Inclusion body myositis (IBM) is a sporadic clinicopathologically defined myopathy characterised by finger flexor and quadriceps weakness, along with the histological triad of endomysial autoaggressive inflammation, rimmed vacuoles and protein aggregates. Rare familial occurrences of IBM have however been reported. We have identified 3 such families. Families 1 and 2 consisted of pairs of affected siblings, while family 3 consisted of a mother and her two children. The onset of symptoms was between 55 and 73 years. Patients displayed finger flexion greater than shoulder abduction and/or quadriceps greater than iliopsoas weakness.
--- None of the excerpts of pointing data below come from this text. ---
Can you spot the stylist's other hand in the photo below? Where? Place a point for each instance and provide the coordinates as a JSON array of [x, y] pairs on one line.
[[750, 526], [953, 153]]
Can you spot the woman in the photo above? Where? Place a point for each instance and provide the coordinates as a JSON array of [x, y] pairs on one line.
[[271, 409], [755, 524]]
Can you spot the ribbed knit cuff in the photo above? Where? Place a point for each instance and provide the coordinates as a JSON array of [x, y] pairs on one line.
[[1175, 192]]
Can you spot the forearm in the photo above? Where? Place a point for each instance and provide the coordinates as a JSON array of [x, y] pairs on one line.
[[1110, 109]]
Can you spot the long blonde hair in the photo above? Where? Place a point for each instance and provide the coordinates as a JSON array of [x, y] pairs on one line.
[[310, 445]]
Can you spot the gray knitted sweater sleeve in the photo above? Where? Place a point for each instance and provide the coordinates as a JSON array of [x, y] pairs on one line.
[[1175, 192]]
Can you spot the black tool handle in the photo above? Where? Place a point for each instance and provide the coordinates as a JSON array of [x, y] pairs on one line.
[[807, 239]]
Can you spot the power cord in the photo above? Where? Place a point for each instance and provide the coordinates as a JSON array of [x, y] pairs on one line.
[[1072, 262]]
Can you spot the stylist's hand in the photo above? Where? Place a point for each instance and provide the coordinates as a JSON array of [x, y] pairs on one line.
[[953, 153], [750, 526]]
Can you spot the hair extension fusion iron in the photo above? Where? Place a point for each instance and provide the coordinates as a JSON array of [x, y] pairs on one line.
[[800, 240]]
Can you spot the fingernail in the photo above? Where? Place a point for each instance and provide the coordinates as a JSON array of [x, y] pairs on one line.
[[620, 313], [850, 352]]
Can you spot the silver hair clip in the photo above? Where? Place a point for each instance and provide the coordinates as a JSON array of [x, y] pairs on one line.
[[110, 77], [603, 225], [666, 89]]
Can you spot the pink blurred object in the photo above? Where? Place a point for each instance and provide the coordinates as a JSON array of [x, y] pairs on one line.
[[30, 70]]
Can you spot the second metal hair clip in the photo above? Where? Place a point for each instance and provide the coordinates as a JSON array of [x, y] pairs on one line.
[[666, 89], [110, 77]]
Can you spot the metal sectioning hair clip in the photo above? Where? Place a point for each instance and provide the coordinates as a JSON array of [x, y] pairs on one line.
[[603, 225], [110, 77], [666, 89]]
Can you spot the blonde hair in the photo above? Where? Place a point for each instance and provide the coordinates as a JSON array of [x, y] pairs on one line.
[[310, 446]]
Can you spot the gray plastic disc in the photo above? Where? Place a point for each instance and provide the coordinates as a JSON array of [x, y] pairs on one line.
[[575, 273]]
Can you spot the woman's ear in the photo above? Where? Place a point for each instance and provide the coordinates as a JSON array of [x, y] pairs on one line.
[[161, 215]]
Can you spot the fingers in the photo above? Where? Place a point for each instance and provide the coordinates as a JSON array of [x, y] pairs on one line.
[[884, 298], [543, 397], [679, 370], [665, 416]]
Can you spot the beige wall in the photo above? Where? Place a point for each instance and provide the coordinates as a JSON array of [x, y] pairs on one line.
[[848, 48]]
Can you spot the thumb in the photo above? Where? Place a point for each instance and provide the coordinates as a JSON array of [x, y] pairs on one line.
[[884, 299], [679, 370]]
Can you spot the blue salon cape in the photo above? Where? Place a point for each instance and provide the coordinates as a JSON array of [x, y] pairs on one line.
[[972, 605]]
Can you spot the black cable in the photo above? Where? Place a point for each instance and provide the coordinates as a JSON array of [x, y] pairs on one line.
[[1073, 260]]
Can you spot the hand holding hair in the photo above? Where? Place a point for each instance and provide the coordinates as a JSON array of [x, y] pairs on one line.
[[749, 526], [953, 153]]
One individual in family 3 developed amyotrophic lateral sclerosis (ALS) 5 years after the diagnosis of IBM. An autoaggressive endomysial inflammatory infiltrate was present in all patients, while congophilic inclusions and rimmed vacuoles were observed in 6 and 5 patients, respectively. Anti-cytosolic 5′-nucleotidase 1A (cN1A) antibodies were present in the only 2 patients tested. Whole genome sequencing was performed in all patients and failed to identify causative variants in well-characterised Mendelian myopathy genes, including myopathies with rimmed vacuoles. The two siblings of family 1 both carried a heterozygous frameshift variant in TANK binding kinase 1 (TBK1). In the other 2 families, no candidate variant has so far been identified. Loss-of-function variants in TBK1 have recently been reported to cause ALS. TBK1 is a ubiquitously-expressed protein kinase known to regulate autophagy, mitophagy, neuroinflammation and adipose tissue energy metabolism. Several of these pathways have been hypothesised to play a role in the development of IBM. Further research is therefore warranted to explore the role of TBK1 in the pathogenesis of both familial and sporadic IBM.